Airbnb is obviously not a city agency that must comply with the 2012 law, but even the agencies that are, says Wellington, are not usually great at showing the most essential data, nor in a way that makes it easy to analyze—i.e. useful. But this is not just because, like Airbnb, city agencies might have something to hide. It’s often for reasons that are less conspiracy-centric, and more pragmatic. As an example case of why that happens, Wellington uses one of the city’s most notoriously inscrutable agencies, the NYPD.
While the NYPD does release crime data by incident—such as in this crime map that indicates all the locations where a crime has been committed, and some other attendant data, like the kind of crime committed—the problem is that the information is not presented in a format that can be downloaded, or therefore analyzed. And without analysis, numbers are impotent. It is, says Wellington, “a half-baked form of transparency.” In other places, NYPD releases aggregate rather than incident-level data—and that is downloadable—but without the incident-level data details found on the crime map, effective analysis—the kind that comes up with targeted solutions to specific issues—is impossible. So in both cases, NYPD presents the data in exactly the wrong format. Elsewhere, Wellington says there are already movements, like in Chicago and LA, to release the kind of granular, incident-level crime data that can be analyzed, thereby allowing tailored crime-reducing fixes to emerge.

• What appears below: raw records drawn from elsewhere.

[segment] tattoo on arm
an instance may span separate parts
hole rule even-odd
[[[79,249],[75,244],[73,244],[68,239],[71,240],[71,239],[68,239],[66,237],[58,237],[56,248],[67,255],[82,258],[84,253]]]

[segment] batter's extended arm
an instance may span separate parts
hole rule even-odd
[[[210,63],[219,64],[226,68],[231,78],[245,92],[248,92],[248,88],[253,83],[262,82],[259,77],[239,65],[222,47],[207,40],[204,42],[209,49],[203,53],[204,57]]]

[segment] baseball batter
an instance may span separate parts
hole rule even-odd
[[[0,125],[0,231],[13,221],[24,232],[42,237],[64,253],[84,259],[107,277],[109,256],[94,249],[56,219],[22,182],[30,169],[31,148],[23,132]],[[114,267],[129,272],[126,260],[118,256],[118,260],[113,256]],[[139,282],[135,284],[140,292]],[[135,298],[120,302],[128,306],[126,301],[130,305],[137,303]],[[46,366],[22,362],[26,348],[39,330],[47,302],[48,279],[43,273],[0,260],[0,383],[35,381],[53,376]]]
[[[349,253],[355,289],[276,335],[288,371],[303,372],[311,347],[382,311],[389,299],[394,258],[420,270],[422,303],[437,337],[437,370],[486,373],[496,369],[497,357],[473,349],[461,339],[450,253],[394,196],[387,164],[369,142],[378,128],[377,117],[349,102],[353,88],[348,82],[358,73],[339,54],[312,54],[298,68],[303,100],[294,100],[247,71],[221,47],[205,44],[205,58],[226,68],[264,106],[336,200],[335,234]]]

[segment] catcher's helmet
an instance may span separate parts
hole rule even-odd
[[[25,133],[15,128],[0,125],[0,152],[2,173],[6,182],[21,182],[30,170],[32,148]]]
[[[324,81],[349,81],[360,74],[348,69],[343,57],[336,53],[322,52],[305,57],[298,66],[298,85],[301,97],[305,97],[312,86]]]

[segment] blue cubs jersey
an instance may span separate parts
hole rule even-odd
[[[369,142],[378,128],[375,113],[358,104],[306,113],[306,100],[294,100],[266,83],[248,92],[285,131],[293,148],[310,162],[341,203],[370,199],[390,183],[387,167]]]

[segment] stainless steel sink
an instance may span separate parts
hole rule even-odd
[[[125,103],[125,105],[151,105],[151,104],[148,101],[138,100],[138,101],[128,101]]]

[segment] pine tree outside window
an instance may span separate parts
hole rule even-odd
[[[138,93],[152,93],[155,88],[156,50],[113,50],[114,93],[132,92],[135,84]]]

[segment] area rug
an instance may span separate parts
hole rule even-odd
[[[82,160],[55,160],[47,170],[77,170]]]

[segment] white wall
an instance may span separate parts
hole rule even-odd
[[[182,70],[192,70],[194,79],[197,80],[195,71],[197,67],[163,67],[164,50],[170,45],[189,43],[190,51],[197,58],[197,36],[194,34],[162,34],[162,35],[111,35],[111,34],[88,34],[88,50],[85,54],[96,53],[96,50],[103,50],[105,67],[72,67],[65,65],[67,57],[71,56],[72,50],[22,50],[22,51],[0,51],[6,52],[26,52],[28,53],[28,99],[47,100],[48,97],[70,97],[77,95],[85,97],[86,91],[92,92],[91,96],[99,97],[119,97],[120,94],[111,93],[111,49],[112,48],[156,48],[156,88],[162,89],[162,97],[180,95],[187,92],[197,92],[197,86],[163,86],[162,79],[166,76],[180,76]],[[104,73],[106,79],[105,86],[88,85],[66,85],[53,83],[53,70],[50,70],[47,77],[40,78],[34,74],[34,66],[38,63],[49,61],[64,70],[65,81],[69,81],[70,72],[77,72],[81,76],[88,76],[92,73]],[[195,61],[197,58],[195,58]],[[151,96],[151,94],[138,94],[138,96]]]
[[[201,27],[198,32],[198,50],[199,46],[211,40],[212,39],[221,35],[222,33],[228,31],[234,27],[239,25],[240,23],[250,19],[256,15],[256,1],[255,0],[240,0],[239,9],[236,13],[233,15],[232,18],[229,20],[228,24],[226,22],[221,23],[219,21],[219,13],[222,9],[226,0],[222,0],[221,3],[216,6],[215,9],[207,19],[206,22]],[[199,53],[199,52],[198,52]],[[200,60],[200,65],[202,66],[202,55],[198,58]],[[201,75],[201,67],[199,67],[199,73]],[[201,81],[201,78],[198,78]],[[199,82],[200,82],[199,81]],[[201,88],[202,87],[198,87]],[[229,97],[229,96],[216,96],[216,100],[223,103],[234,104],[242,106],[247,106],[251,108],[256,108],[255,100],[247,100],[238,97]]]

But, to return to the original point, the reasons an agency like the NYPD might be hesitant to release too much incident-level data in easy to analyze formats can be practical. For example, Wellington says, particularly when it comes to crime data, there are privacy concerns. If there were a rape, for instance, it would not be the right move to reveal the address of the victim. And the NYPD’s job first and foremost is to protect people. “At the end of the day, it may not feel like that includes dealing with data requests,” says Wellington. “Crime would be reduced, but they might come back and say, ‘Look, we have a lot to do right now.’”
So, despite well-intentioned legislation, the struggle toward a truly open-data NYC, the kind that can be the embodiment of all the revolutionizing analyses that Wellington has done, like when he saved New Yorkers thousands of dollars in erroneous parking tickets every year, is ongoing.
“We’re still leaders in the moment of open data, and we’re recognized globally for that,” says Wellington. “There will always be problems everywhere, but I think that things are moving in the right direction, slowly, because it’s government. But it’s moving.”
Imagine, says Wellington, a future where the Department of Sanitation put out an open call for anyone who could figure out how to optimize the fastest schedule for garbage pickup: “I promise, you would get all sorts of great ideas. That is not science fiction, that is very real, a world where the city crowd sources ideas, and then innovates those ideas into action.”